What is Short Selling?

Short selling is essentially the opposite of purchasing a stock and allows traders to profit when the stock price drops. Rather than directly buying a stock, short sellers borrow a stock from their broker and then immediately sell the borrowed shares at the current price. If the stock price drops, as the short sellers predicted, they can then purchase shares at the new, lower price in order to return the shares they borrowed from their broker. On the other hand, if the stock price increases, the short sellers take a loss because they have to re-purchase shares at a now higher price in order to pay back the shares they borrowed from their broker.

What is Short Selling?

When did Short Selling Start?

Although short selling is common practice in trading today, it was not always around. Short selling is thought to have originated in the Netherlands by Isaac Le Maire, a stockholder of the Dutch East India Company, in 1609. Le Maire is said to have shorted the Dutch East India Company by speculating on ships being lost at sea or valuable cargo being lost during the long transport between the East Indes and Europe.

General Reception of Short Selling

Positive Reception

Although rampant short selling can be problematic for markets, particularly during moments of panic, short selling is generally considered to be a good thing for the market. Short selling makes markets more efficient by incentivizing investors to place selling pressure on over-valued companies and identify flaws in companies’ financial outlooks. Short selling can also lead to better market research, since with short selling as an option there is value in analysts suggesting that a company may be a “strong sell.” Finally, short selling is critical for investors, and particularly institutional investors, to be able to hedge their bets when trading a company’s stock.

Negative Reception

Despite the services that short selling provides for the market as a whole, short selling and those who sell short are generally despised both among other traders and among the public at large. Part of the reason for this is that short sellers profit when companies perform poorly, which goes against the ethics of business and results in celebration when portions of the economy suffer. Short sellers themselves are also disliked in part due to human nature – they are outside the main pack of investors, betting against everyone else.

Short selling also has a bad reputation because of its role in accelerating and worsening sell-offs, such as those that led to the Great Depression and the more recent 2008 recession. Many countries have, at various points in history, implemented temporary regulatory bans or rules around short selling in order to limit the damage that short selling can do to markets during major sell-offs.

Short Selling Reception

History of Regulations

The Uptick Rule

The uptick rule, implemented by the SEC in 1938 after being introduced in the Securities Exchange Act of 1934, required that short sales could only be entered when a stock’s price increased relative to the previous price – that is, went up a tick. Essentially, this rule required that short sellers enter their trades with a price above the current bid so that it would be certain to be filled on an uptick. The rationale for this rule was that it would help minimize the ability of short sellers to incessantly drive down stock prices during a panic, as had occurred during the selling that triggered the Great Depression.
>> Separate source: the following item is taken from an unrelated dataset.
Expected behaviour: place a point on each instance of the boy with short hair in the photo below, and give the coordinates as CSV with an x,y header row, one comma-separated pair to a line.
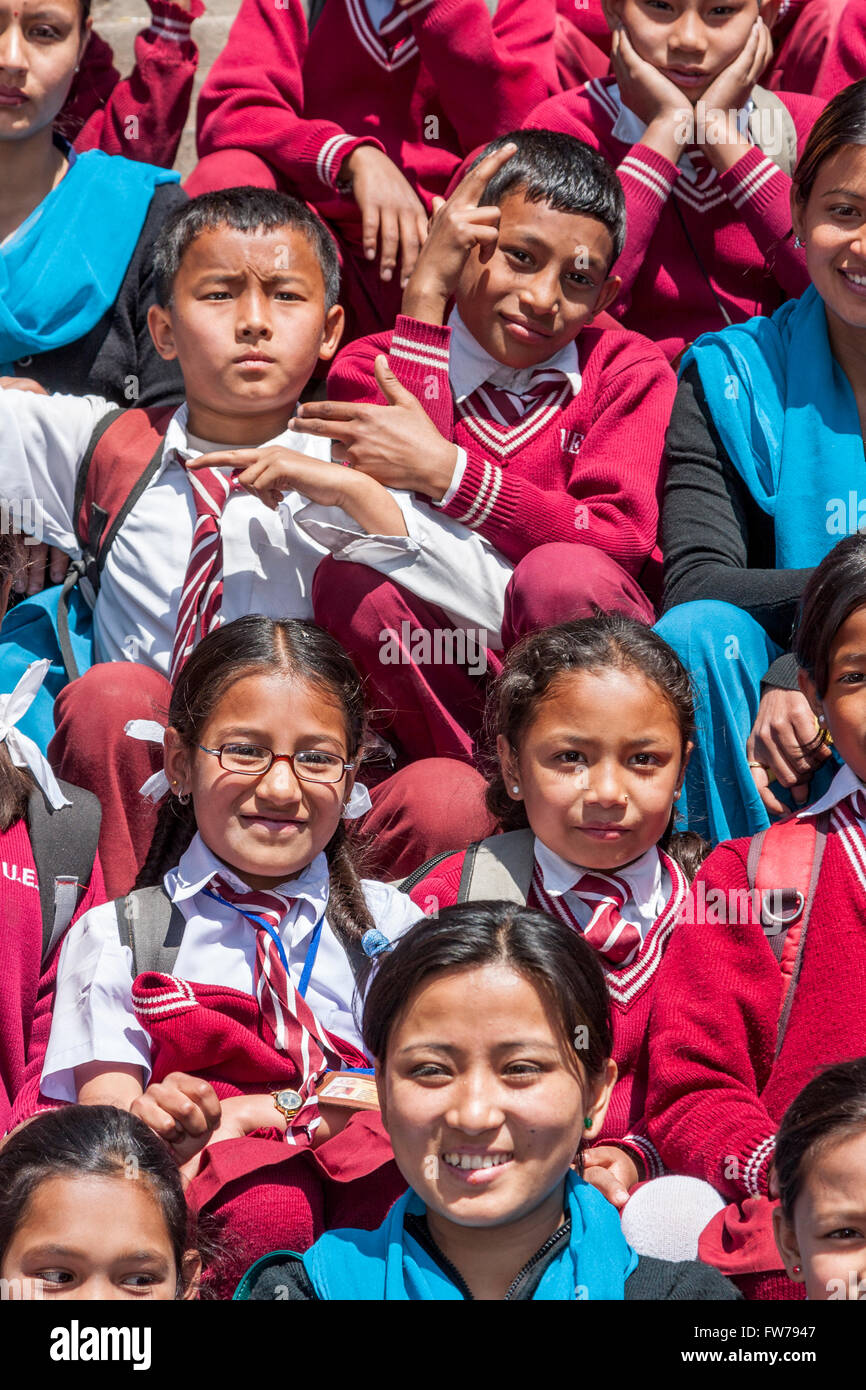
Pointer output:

The uptick rule was eventually repealed by the SEC in 2007.

The Uptick Rule

Naked Short Sales

In a typical short sale, the short seller has borrowed shares of the stock on hand to sell to a buyer. In a naked short sale, however, the seller does not have any shares of the stock they have promised to sell and have not confirmed that they can obtain shares – thus, naked short sellers often fail to deliver to their buyers. In the US, the SEC banned naked short selling in 2008 following the financial crisis because this practice is thought to have contributed to issues with liquidity.

Regulation SHO (RegSHO)

Regulation SHO was implemented in 2005 by the SEC in order to regulate naked short selling. The “locate” provision of the regulation requires that brokers have a reasonable belief that the desired number of shares of the stock to be shorted can be provided to the short seller by a specified date. The “close-out” provision placed additional delivery requirements on stocks that have high frequencies of delivery failures at clearinghouses. The regulation provided loopholes for options market makers, although this exception was removed in 2008.

Alternative Uptick Rule

The alternative uptick rule was implemented by the SEC in 2010 as a way to replace some of the protections lost by the repeal of the 1938 uptick rule. The alternative uptick rule essentially states that the uptick rule comes into effect for any stock that has lost more than 10% of its value in a single day, thus helping to prevent market instability and extreme selling pressure.